I just happened to learn that radio comedian Dick Orkin died just before Christmas.
He’s best know for a series of short radio spots featuring his superhero parody, Chickenman (“He’s everywhere! He’s everywhere!”) that started out over WCFL in Chicago during the 60s. Originally conceived as a parody of Batman, Chickenman developed a style of its own, with low-key madness. Orkin wrote the episodes and did the male voices. The show was quickly syndicated and continued throughout the 70s.
Orkin later repeated his success with The Tooth Fairy (he played the title character) and joined up with Dick Bertis to create a series of funny radio ads in the footsteps of Stan Freberg.
Oh, man. I heard The Tooth Fairy when it was broadcast way back in 1982 and thought it was great. I’ve had a hard time finding it, or anyone who had even heard of it. But I never heard his name, or of Chickenman.
Ah, Chickenman. When I was working summers at Del Monte sharpening cutter blades during corn pack, we always tried to arrange our work so that we were in the back actually sharpening when the show was on the radio.
The local station played segments of Chickenman way back in the 60’s, I was in high school and boy, did it crack us up! ‘He’s everywhere, he’s everywhere!’ I can just hear the Commissioner’s secretary, Miss Helfinger, voice dripping with contempt at dealing with those fools!
He was still active in radio advertising up until his death, running a production company in southern California. He had a long-running campaign in Chicago for First American Bank (here’s an ad from the campaign), for which he’d still been doing ads as recently as last year.
I remember Chickenman. I thought it was on WLS rather than WCFL though. Maybe it was after Lujack moved to CFL. I still break out Animal Stories now and then.
My sister was also in radio advertising in Chicago; she worked with Dick occasionally. I always enjoyed the bank ads where he’s trying to talk his grandmother out of some harebrained scheme to make money.
Chickenman was hilarious. “He’s everywhere! He’s everywhere!” was ingrained deep in the synapses of everybody who ever heard it. It would pop up in their brains for the next five decades, more indelible than any Monty Python meme.
Yes, it must seem strange to younger folk to have a 50-year-old radio parody be the headline of your obituary, but that’s like saying that it would be strange to have The Beatles be in the headline of Ringo’s death. Some things just can’t be topped.

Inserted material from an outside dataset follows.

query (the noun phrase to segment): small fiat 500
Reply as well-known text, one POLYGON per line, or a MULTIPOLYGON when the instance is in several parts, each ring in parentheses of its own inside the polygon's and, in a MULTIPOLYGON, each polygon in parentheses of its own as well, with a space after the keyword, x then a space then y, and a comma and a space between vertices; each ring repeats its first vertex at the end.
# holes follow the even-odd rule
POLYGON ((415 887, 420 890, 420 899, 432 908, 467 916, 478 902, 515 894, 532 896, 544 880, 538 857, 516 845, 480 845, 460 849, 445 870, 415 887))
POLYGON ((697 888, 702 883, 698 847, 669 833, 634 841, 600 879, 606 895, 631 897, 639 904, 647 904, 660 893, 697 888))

People forget that Dick Orkin did a lot of boring ads, too. he was so prolific that you heard his voice on hundreds of “normal” furniture or mattress ads, too – If you grew up in Chicago (or like me, within radio earshot – the best AM stations in Milwaukee were WLS and WCFL).
We used to hear Chickenman on the radio in DC when I was a kid. Suddenly they stopped playing it and there was a local kerfuffle about the missing radio program.
Dick Orkin was most definitely a radio man. His skits required imagination on the part of the viewer to take the place of visuals. I still remember the ads (pseudo-ads?) he did for the thin vinyl record inserts that could be put in magazines.
A burglar breaks into an apartment and finds a brochure on the coffee table advertising the burglar alarm. But the brochure can only simulate the sound of the alarm…bing-da-bing-da-bing, like dat? It was an illustration of what the record could do to sell your (audio) product. I guess you hadda be there.
For certain – the First American Bank ad that I linked to is from that campaign.
When I posted about Orkin’s passing on Facebook, I learned from a former co-worker of mine (I work in advertising, as well, though never worked with Orkin) that her sister was a longtime associate of Orkin’s, and, in fact, was the voice of Grandma in those ads.
Those segments were part of my morning routine getting ready for school. I bought the entire cd set several years ago, to listen to on long road trips. Great memories.